Pork Bafad
Ingredients
1 Kg. Pork (Medium or Less Fat) Cubed as desired, cleant, washed & strained
1/2 Kg Onions, diced finely
12 Green Chillies slit
2 Pods Garlic, Chopped
4 inches Ginger, Chopped
1/2 cup of Tamarind Pulp (Thick)
1/4 cup of Vinegar
11/2 inch Cinnamon, 7-8 Peppercorns, 4 Cloves (Pounded Coarsely)
4 Tej Patta
Salt to taste
To be dry ground:
5 – 6 Cloves
2 Inches Cinnamon
7-8 Peppercorns
1 Tsp Turmeric Powder
11/2 Tsp Cummin Seeds
1 Tblsp Coriander Seeds
8 Madras Chillies
12 Kashmir Chillies
Method
- Mix all the ingredients mentioned including the masala and salt with the pork.

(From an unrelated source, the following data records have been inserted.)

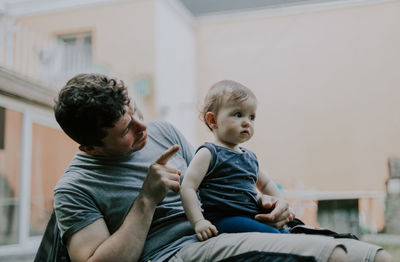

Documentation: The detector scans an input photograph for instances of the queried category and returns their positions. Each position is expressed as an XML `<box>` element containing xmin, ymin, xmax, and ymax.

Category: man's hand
<box><xmin>194</xmin><ymin>219</ymin><xmax>218</xmax><ymax>241</ymax></box>
<box><xmin>254</xmin><ymin>195</ymin><xmax>295</xmax><ymax>229</ymax></box>
<box><xmin>140</xmin><ymin>145</ymin><xmax>181</xmax><ymax>205</ymax></box>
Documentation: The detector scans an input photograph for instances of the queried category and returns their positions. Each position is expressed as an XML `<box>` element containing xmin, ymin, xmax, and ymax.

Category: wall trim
<box><xmin>0</xmin><ymin>67</ymin><xmax>56</xmax><ymax>109</ymax></box>
<box><xmin>197</xmin><ymin>0</ymin><xmax>396</xmax><ymax>23</ymax></box>
<box><xmin>2</xmin><ymin>0</ymin><xmax>130</xmax><ymax>17</ymax></box>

- Cover and cook till it boils and pork pieces leave water.
- Check for salt and vinegar. If needed.
- Stir occasionally to prevent the pork sticking to the bottom of the vessel.

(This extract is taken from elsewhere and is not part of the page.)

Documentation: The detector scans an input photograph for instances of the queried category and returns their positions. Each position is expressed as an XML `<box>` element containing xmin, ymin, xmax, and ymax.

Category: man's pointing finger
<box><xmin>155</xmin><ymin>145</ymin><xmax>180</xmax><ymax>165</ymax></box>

- Cover and lower the gas to medium or a little less than medium and cook till the pork meat pieces are tender.
- It tastes best when made a day or before eating.
- For storing in the refrigerator, heat thoroughly stirring the meat to the heat.
- Then cool it totally and store in the refrigerator.
- Remove as much quantity required, heat and serve.